Marginal Notes 26: Writers and Readers: A. H. Spencer [1886-1971]

Tuesday, Sep 24, 2024

Writers and Readers: Last chapter of a bookman [Stuart Sayers The Melbourne Age, 1971]. A. H. Spencer [1886-1971]

It is one of my regrets that I was not able to visit A. H. Spencer’s Hill of Content bookstore during his reign at 86 Bourke Street, Melbourne. Although the bookstore continues to this day under that name, Spencer sold the goodwill and stock in 1951.

Many have written about this legendary bookseller, but I will quote from Stuart Kell’s Rare. A life among antiquarian books [Folio, Sydney, 2011].

‘With rare Australiana his main speciality, A. H. ‘Bert’ Spencer was Melbourne’s main rare bookseller of the 1920s and 30s. He established the celebrated Hill of Content bookshop in Collins Street and, in the mid-twenties, dispersed the great library of Dr F. Hobill Cole.

Spencer’s memoir of the Hill of Content is a delectable portrait of Melbourne’s antiquarian book scene in the first half of the twentieth century.

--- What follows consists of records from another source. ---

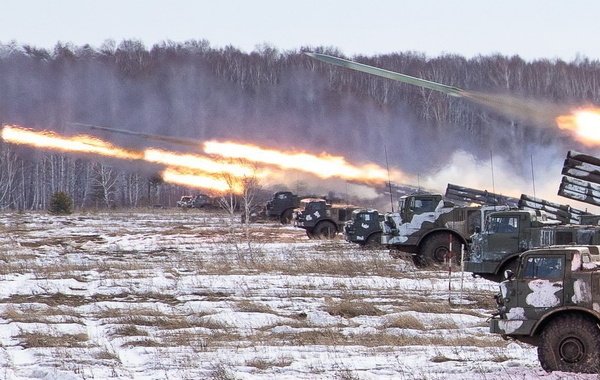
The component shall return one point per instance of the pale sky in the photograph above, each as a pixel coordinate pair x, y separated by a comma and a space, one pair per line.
532, 29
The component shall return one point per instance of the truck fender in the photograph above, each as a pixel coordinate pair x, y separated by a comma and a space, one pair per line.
454, 233
327, 220
505, 261
539, 326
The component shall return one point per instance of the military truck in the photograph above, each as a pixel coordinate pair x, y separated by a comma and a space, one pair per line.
196, 201
552, 301
364, 227
281, 206
320, 219
431, 228
508, 233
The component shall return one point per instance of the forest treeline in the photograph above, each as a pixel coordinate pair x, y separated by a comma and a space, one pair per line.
278, 99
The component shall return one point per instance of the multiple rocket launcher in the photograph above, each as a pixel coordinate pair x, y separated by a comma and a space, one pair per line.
581, 181
581, 172
554, 211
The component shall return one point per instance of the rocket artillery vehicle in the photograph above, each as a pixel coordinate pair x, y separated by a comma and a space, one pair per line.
364, 228
551, 301
536, 223
508, 233
281, 206
320, 219
581, 181
430, 228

Who could forget his tale of becoming wedged in the narrow tin bath out the back of the Hill – until his staff rigged a block and tackle and ‘persuaded’ him out. Spencer trained in Sydney under Fred Wymark at Angus & Robertson. Wymark could sense an Australian rarity ‘anywhere between Peru and Kamchatka and knew its history, its value and its probable purchaser’. Spencer cultivated the same nose for ferreting desirable books. Frank Morton [in Spencer, Hill of Content] wrote of Spencer’s style of bookselling:

He saunters about Australia, and buys the libraries of those who have been unable to take their books away with them (to Heaven or the other place). Then he writes cunning words in the books and sells them over again to us and the other fellows. There is little he doesn’t know about books. As to selling books – listen here! Mr Spencer is never at a loss. If it isn’t a first edition, he will make you believe it is somehow better. A little while ago he got an old dog-eared copy of the Bible printed in New York, or Grand Rapids, or Ossewooskee, or one of those American towns, and the curious format filled him with hope. He wrote on the fly-leaf: ‘Second (and best) American Edition of this Most Interesting Work – 42s.’

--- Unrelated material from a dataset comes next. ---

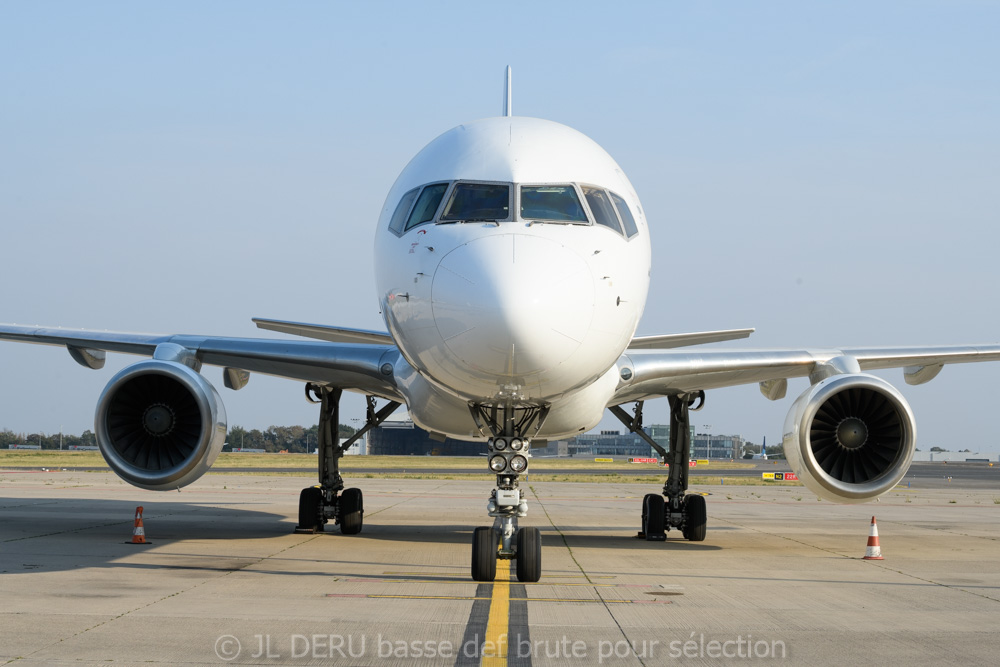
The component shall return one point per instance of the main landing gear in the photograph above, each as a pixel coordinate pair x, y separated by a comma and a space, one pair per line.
329, 499
673, 507
509, 452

Considered a rogue by some, Spencer was more honest and competent than Morton implies. He once bought a box lot in a Sydney auction. It contained a rare pamphlet which he took to Sir William Dixson, making the mistake of telling his customer what the lot cost. The knight replied, ‘Very well, skinflint, it cost you half a crown; of how much will you rob me for this miserable pamphlet?’ ‘Fifty pounds’.

‘What! You damnable robber! Spencer, Fred Wymark taught you too well, Lord forgive him, and you,’ came from Sir William. Growling ferociously, he opened a drawer, took out his cheque-book, banged it down on the desk, wrote a cheque for fifty pounds, walked over to me and dropped it in my pocket. Then! Then it was his turn for the happy hearty ‘wide’ laugh for, holding the pamphlet in an attitude as though daring me to rob him of it, he almost danced with glee as he said, ‘Spencer, you fathead, I’d have paid one hundred pounds for this!’